Fähre kenterte auf Heimweg von Zwiebelkirmes

Von 1704 bis 1883 hat in Höhe der heutigen Brücke eine Ruhrtalfähre ihren Dienst versehen. Laut Stadtführerin Hildegard Priebel gab es zeitweise sogar zwei Fähren: „eine für Pferde und Leiterwagen – eine für die Menschen“.

© Robbert

Zur Zwiebelkirmes habe die Fähre auch immer viele Gäste aus Bommern und Wengern übergesetzt. „Wer abends nicht pünktlich vor Ende des Fährbetriebs da war, musste sich ein Nachtquartier in Witten suchen.“ Zum Fährunglück von 1838, bei dem 42 Menschen starben, weiß Priebel näheres. Ein Kirmesbesucher habe „ein Schweinchen“ gewonnen. „Als er zurück nach Wengern wollte, ist es ihm auf der Fähre ausgebüxt“. Der Versuch, mit vereinten Kräften das Tier einzufangen, habe die Fähre zum Schwanken gebracht.
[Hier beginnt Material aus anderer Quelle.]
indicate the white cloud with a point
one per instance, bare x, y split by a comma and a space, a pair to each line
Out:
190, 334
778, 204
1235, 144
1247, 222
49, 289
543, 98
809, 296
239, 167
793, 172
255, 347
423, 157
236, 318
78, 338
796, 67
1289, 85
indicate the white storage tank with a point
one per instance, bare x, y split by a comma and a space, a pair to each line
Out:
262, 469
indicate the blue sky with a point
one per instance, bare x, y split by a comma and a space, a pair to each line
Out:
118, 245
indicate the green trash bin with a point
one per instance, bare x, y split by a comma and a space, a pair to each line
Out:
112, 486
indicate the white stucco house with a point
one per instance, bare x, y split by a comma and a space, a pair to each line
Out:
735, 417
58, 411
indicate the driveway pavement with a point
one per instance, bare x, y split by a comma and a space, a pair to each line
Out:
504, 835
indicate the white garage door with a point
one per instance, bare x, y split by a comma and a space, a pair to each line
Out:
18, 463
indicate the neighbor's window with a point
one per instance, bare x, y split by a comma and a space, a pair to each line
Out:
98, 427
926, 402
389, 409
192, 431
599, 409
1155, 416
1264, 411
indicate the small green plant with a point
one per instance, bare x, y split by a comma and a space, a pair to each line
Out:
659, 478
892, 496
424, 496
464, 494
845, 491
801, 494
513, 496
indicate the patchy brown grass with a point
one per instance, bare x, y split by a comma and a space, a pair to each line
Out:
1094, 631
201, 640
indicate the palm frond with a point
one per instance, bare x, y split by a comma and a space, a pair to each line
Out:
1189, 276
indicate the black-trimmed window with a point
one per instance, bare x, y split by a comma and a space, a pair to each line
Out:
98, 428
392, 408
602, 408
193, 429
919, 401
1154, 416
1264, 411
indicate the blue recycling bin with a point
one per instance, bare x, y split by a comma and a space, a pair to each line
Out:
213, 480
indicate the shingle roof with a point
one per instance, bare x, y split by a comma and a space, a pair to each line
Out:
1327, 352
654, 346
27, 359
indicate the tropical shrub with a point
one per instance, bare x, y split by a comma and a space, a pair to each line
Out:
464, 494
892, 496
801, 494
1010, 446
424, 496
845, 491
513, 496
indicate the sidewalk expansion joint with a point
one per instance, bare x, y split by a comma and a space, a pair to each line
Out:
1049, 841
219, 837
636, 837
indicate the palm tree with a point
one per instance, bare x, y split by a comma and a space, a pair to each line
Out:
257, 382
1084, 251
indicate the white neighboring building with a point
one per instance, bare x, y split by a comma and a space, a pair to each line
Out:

Bürgermeister von Wengern rettete Leben

Nach einer anderen Überlieferung haben angetrunkene Fahrgäste die Fähre aufgeschaukelt. Sie kenterte, als nach dem Überschwappen einer Welle Panik ausbrach. Priebel geht von dem Zusammenwirken beider Faktoren aus. Zuverlässig überliefert sei auch, dass der Bürgermeister von Wengern, der selbst an Bord der Fähre war, mehreren Menschen das Leben gerettet habe. Dann sei er selbst in den Fluten der Ruhr ertrunken.

>>> Haus steht zum Verkauf

Das alte Fährhaus steht auf dem Gelände des Verbundwasserwerks (Stadtwerke/AVU). Es gibt darin drei Wohnungen. Zwei sind zur Zeit vermietet, eine ist frei. Diese soll aber nicht neu vergeben werden.

Die Stadtwerke möchten sich von der Immobilie trennen. Kaufinteressenten können sich an die Stadtwerke oder die Stadtsparkasse wenden.